The coalition, which includes Public Citizen, AFL-CIO, and the National Employment Law Project, continued:
The FTC has made clear it is contemplating action, but time is running short. It is vital that the FTC begin the rulemaking process to signal to the public, courts, and corporate America that it is committed to fair competition in the labor market. Additionally, further delay in issuing an NPRM [notice of proposed rulemaking] may result in legal jeopardy. An NPRM is only the first step toward prohibiting non-compete clauses—reviewing and responding to comments and developing the final rule will take significant time. Lawmakers have historically depended on the Congressional Review Act to overturn agency actions with which they disagree. Should there be unified control of Congress and the White House following the 2024 election, any agency action completed in the second half of 2024 will be open to repeal.
The country is in the midst of a widespread re-empowerment of labor, [and] the Biden administration has made clear that reviving employer competition for workers’ services is a key plank of its policy program. We cannot waste a historic opportunity to use federal authority to eliminate pernicious non-compete clauses. We call on the FTC to begin its important work by issuing a strong rule proposal now.

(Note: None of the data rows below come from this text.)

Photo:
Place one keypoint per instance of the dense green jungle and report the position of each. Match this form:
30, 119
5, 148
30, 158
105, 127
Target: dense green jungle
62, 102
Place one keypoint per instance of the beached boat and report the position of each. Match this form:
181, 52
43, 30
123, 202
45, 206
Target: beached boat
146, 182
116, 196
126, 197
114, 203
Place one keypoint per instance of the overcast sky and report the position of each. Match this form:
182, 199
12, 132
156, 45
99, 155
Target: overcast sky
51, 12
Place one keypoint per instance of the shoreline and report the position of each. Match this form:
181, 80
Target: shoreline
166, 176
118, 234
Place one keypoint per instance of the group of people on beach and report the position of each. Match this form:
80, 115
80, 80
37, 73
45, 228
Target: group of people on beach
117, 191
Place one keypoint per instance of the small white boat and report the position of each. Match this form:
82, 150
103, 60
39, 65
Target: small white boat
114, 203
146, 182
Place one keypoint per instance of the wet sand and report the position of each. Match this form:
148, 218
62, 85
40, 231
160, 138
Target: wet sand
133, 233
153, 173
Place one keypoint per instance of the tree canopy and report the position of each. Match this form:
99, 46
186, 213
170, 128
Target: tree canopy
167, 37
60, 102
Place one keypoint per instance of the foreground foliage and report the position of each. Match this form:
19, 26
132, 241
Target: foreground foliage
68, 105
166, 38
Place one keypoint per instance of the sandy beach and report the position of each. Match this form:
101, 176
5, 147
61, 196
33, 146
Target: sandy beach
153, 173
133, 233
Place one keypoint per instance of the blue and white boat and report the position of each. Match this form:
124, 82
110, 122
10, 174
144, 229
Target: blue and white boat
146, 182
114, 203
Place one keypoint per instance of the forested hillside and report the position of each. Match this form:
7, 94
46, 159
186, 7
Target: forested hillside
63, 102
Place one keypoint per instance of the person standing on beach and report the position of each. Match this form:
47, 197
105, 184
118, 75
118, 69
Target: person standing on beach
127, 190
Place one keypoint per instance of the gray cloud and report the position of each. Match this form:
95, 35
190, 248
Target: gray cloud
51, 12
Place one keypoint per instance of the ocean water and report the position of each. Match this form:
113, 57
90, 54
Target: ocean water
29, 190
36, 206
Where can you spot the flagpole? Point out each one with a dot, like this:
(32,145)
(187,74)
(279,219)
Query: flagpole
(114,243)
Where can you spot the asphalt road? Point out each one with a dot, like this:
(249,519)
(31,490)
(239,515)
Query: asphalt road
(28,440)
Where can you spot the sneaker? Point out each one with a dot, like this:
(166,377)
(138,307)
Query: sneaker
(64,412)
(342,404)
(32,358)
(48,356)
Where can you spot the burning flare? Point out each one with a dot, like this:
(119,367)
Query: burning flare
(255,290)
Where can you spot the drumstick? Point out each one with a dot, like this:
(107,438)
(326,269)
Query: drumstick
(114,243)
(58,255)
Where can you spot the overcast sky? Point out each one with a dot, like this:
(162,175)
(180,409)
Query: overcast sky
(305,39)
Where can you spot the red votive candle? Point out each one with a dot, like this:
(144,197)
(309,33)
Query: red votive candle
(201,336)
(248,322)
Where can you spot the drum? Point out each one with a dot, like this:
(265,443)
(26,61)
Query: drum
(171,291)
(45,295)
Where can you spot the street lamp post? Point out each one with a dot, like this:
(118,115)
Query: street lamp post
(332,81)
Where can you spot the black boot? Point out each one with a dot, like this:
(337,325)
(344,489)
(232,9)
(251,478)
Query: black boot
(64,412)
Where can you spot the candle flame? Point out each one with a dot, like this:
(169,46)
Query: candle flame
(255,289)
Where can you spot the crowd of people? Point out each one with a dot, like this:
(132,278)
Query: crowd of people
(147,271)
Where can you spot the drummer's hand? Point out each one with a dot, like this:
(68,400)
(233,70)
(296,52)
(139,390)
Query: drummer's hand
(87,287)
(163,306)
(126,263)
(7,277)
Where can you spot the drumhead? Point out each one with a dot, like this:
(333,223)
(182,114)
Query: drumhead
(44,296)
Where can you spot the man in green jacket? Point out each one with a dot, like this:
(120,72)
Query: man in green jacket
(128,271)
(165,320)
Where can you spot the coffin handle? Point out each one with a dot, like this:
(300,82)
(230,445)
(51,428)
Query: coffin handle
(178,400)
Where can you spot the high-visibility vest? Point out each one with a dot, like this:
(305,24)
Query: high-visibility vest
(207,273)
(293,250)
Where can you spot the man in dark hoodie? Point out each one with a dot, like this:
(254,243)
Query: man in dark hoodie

“President [Joe] Biden made clear in his executive order on competition that federal action on non-competes was a part of his administration’s approach to keep labor markets fair and open,” Matt Kent, competition policy advocate at Public Citizen and author of the letter, said in a statement, referring to a July 2021 directive from the White House.
“The FTC must follow through and start the process. Banning this pervasive anti-worker practice is urgent and will only become more challenging as we approach the uncertainty of the 2024 election cycle,” he added. “It would be a tragedy for FTC to waste the moment. The time to issue a proposed rule is now.”